Książulo (tak naprawdę Szymon Nyczke) już raz stołował się w restauracji "U Fukiera" prowadzonej przez Magdę Gessler. Chociaż wydał wtedy ponad 700 zł na degustację, nie był w pełni zadowolony z finalnego efektu. Tym razem youtuber odwiedził miejsce po "Kuchennych rewolucjach". Czy było lepiej?
Reklama.
Reklama.
Książulo to youtuber specjalizujący się w testowaniu i recenzowaniu oferty gastronomicznej polskich knajp. Na jego kanale można zobaczyć filmiki, na których sprawdza m.in. "kebab drwala" lub porównuje smaki... hot-dogów ze stacji.
Warto dodać, że jego działania przekładają się na prosperowanie danych miejsc – pomógł np. 40-letniej cukierni, włączając się w jej promocję, co przełożyło się na wzrost sprzedaży pysznych rurek z bitą śmietaną.
– Rureczka chrupiąca, świeżutka, dużo śmietany w środku i nie jest to aż takie słodkie, jak myślałem, że będzie – ocenił Książulo, kosztując przysmaku.
Jak też pisaliśmy we wcześniejszym artykule, youtuber nie poprzestał na jednej rurce. Finalnie zakupił 100 sztuk, które potem rozdał przechodniom.
W połowie listopada Książulo postanowił zmierzyć się z ofertą warszawskiej restauracji "U Fukiera", o której sama Magda Gessler... rapowała w programie Kuby Wojewódzkiego: "u mnie u Fukiera pysznie jest, goloneczka też przyjdź i zjedz".
Tatar, mimo wysokiej jakości, nie był podany z pieczywem. Jak o degustacji youtubera pisała wcześniej Joanna Stawczyk, autorka naTemat "pierogi z kaczą i cielęciną okazały się 'bez szału'. Danie z kaczki nie zapewniło kulinarnego uniesienia.
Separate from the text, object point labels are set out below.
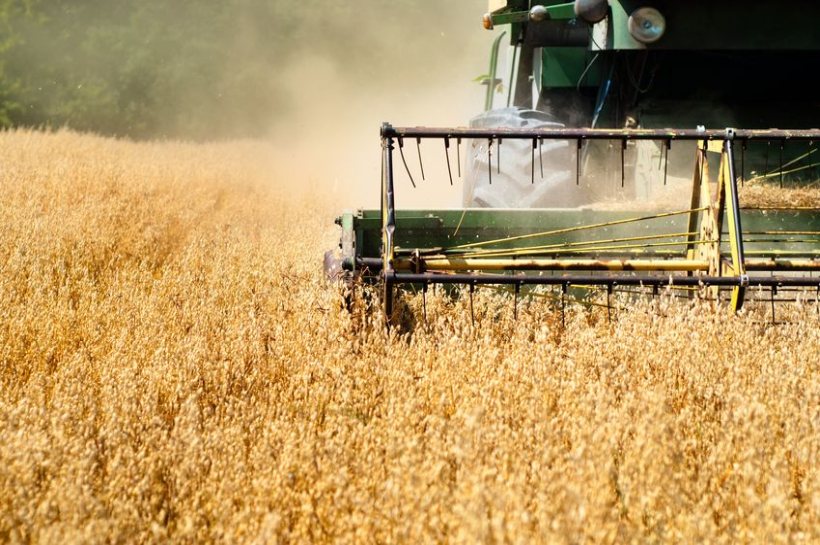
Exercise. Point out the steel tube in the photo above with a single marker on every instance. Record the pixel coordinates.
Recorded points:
(602, 134)
(590, 280)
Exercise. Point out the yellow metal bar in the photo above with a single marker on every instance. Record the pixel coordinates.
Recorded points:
(782, 233)
(587, 249)
(783, 252)
(730, 204)
(452, 263)
(774, 264)
(572, 229)
(526, 249)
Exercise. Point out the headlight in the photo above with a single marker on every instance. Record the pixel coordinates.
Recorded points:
(647, 25)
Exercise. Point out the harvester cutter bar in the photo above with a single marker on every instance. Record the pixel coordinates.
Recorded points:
(612, 281)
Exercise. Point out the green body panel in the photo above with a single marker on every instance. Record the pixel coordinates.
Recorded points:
(564, 66)
(724, 25)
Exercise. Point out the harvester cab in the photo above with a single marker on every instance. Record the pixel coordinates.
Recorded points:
(625, 145)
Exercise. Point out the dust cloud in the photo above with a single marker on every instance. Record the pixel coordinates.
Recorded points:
(407, 63)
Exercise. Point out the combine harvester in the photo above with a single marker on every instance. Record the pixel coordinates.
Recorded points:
(578, 181)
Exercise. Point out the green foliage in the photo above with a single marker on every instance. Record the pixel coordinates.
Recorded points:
(190, 68)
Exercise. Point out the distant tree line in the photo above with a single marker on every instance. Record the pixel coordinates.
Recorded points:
(169, 68)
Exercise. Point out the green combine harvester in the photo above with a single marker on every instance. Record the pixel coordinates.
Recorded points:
(626, 146)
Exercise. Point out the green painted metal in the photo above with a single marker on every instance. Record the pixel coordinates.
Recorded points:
(492, 80)
(432, 230)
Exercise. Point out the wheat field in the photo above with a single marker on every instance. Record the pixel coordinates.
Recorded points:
(174, 369)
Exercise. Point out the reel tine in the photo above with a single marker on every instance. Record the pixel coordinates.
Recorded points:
(490, 159)
(421, 165)
(563, 305)
(608, 305)
(515, 301)
(623, 162)
(424, 303)
(404, 162)
(578, 149)
(532, 161)
(447, 155)
(773, 293)
(472, 311)
(742, 162)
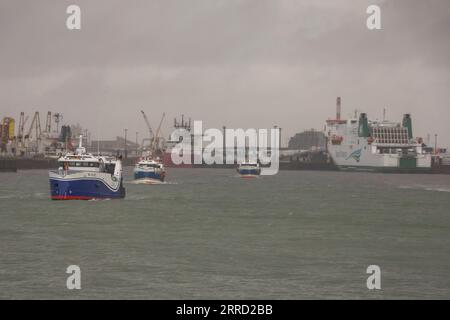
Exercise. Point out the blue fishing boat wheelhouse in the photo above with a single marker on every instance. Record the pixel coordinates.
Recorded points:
(82, 176)
(150, 170)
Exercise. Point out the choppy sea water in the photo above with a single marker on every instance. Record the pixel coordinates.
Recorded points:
(208, 234)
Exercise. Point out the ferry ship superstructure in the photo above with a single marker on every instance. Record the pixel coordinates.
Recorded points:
(362, 145)
(83, 176)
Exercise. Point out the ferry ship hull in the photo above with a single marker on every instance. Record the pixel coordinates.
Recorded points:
(79, 187)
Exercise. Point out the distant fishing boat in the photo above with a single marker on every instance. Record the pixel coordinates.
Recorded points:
(249, 169)
(83, 176)
(150, 170)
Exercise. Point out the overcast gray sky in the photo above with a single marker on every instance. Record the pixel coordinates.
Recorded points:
(242, 63)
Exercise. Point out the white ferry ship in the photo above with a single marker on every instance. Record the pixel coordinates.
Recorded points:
(82, 176)
(149, 169)
(362, 145)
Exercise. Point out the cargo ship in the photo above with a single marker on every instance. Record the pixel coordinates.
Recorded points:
(359, 144)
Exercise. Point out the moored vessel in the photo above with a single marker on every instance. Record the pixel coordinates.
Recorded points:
(249, 169)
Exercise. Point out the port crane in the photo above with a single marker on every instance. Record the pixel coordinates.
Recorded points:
(156, 141)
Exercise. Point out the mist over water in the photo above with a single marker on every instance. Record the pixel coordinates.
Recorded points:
(209, 234)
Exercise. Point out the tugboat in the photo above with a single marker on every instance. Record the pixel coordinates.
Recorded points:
(83, 176)
(149, 170)
(249, 169)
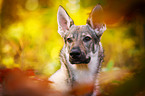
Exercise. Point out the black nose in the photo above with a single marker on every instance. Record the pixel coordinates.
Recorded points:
(75, 53)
Nieco lepsze wrażenie wywarł stek z polędwicy, który poprzedzał próbę ogromnego schabowego za 86 złotych".
Również kotlet, podany z kapustą i ziemniakami, nie wyróżniał się niczym specjalnym, a youtuber nawet musiał wypluć kawałek mięsa, który okazał się zbyt twardy do pogryzienia.
Tym razem jednak Książulo postanowił odwiedzić "Bar u Grochowej" w Poznaniu, będący "najtańszą z restauracji po 'Kuchennych rewolucjach'". Czy wyszedł z niego najedzony i zadowolony?
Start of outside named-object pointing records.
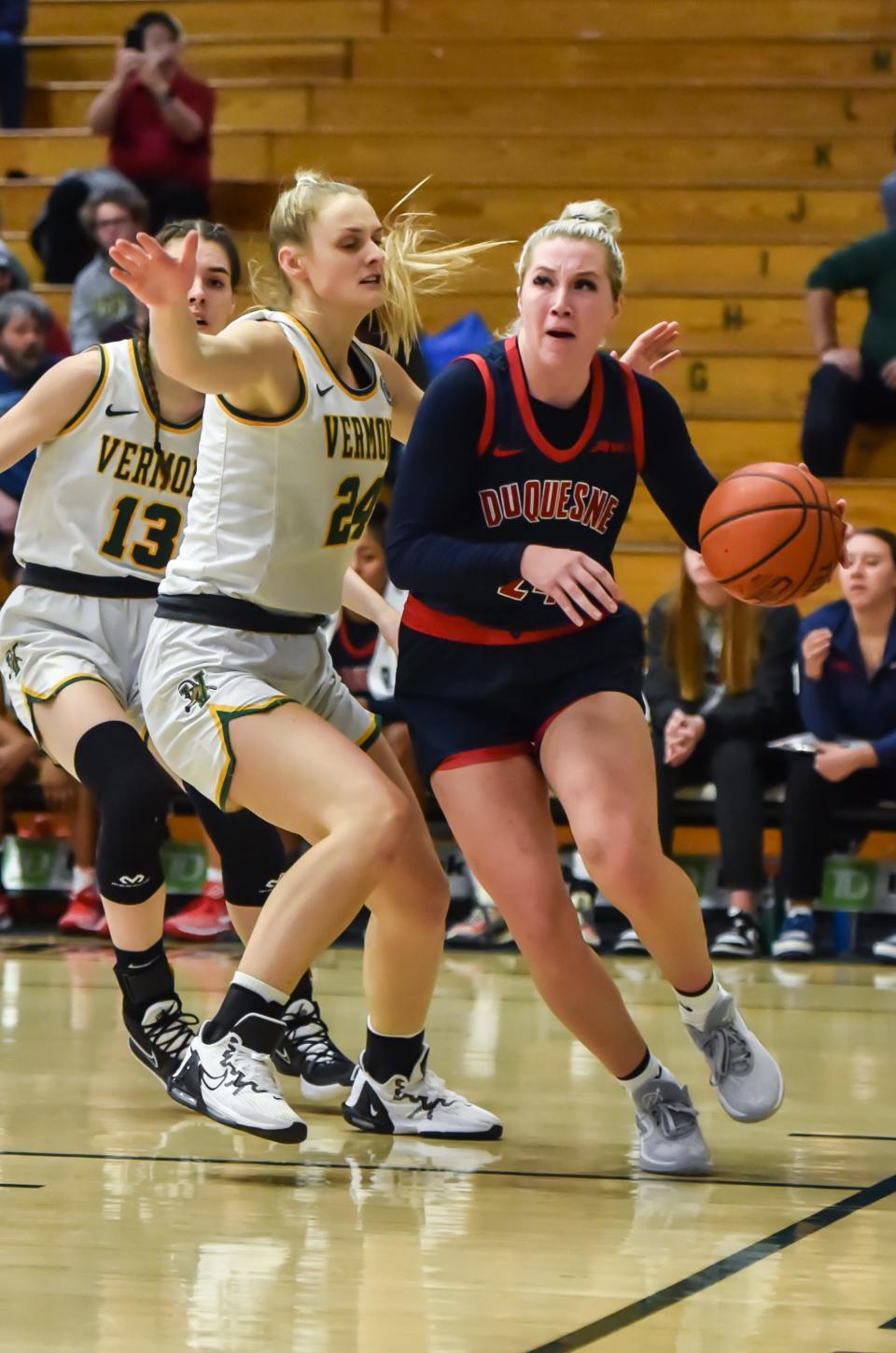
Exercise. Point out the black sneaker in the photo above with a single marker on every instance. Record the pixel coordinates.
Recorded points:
(305, 1050)
(739, 937)
(161, 1036)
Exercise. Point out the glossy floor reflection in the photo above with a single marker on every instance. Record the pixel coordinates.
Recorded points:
(129, 1225)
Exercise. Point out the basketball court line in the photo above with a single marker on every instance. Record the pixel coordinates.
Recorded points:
(847, 1136)
(427, 1169)
(717, 1272)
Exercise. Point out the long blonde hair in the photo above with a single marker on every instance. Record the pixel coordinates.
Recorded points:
(594, 220)
(416, 262)
(684, 650)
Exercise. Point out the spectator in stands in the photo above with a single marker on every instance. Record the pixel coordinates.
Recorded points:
(14, 18)
(57, 237)
(102, 309)
(720, 684)
(159, 120)
(847, 698)
(14, 277)
(24, 325)
(853, 385)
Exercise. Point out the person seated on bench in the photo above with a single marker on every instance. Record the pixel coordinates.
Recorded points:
(720, 684)
(847, 698)
(850, 385)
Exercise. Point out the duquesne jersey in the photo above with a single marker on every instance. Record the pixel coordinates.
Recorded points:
(100, 500)
(525, 488)
(279, 503)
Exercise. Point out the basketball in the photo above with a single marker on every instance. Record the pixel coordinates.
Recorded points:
(769, 533)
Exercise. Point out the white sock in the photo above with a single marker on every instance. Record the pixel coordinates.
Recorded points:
(651, 1072)
(83, 879)
(694, 1008)
(377, 1034)
(254, 984)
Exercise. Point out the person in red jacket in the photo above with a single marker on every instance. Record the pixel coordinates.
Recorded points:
(159, 120)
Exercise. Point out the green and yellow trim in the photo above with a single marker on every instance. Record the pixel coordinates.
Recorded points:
(36, 697)
(273, 419)
(144, 392)
(225, 716)
(91, 400)
(361, 395)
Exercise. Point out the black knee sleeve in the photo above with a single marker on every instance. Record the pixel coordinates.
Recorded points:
(252, 853)
(133, 796)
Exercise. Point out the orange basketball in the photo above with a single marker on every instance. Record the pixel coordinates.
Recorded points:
(769, 533)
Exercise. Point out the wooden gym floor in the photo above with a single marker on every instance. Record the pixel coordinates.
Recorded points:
(127, 1225)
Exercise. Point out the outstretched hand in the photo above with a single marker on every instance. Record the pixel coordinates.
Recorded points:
(839, 506)
(150, 272)
(653, 349)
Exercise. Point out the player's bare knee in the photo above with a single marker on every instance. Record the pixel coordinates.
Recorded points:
(377, 825)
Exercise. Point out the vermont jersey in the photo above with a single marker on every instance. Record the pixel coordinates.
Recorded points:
(100, 500)
(279, 503)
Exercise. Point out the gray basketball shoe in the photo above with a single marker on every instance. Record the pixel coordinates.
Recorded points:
(747, 1078)
(670, 1141)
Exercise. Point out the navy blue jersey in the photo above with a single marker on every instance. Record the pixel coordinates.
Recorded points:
(352, 648)
(488, 471)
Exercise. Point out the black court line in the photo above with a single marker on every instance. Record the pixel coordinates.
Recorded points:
(717, 1272)
(430, 1169)
(847, 1136)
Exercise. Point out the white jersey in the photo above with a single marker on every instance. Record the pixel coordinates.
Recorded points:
(279, 503)
(100, 500)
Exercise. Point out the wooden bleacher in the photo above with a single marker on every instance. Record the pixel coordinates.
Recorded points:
(739, 144)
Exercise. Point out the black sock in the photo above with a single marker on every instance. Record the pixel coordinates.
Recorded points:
(238, 1001)
(385, 1055)
(639, 1069)
(303, 991)
(144, 976)
(702, 992)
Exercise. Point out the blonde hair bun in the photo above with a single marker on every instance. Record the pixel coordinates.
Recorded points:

Jak zauważa serwis Pomponik.pl: "Książulo i towarzyszący mu kamerzysta zamówili cały zestaw sygnowany nazwiskiem restauratorki oraz kotlet schabowy z ziemniakami i buraczkami i pizzę pepperoni ze standardowego menu".
Tym razem nie było zastrzeżeń do jakości i smaku potraw.
Jedyne, co trzeba było poprawić w lokalu to... panujące w nim zimno. Internetowych testerów uratował jednak dostawiony do stolika parasol grzewczy.
Za swoją ucztę zapłacili 180 zł, czyli w przybliżeniu równowartość dwóch schabowych z "U Fukiera".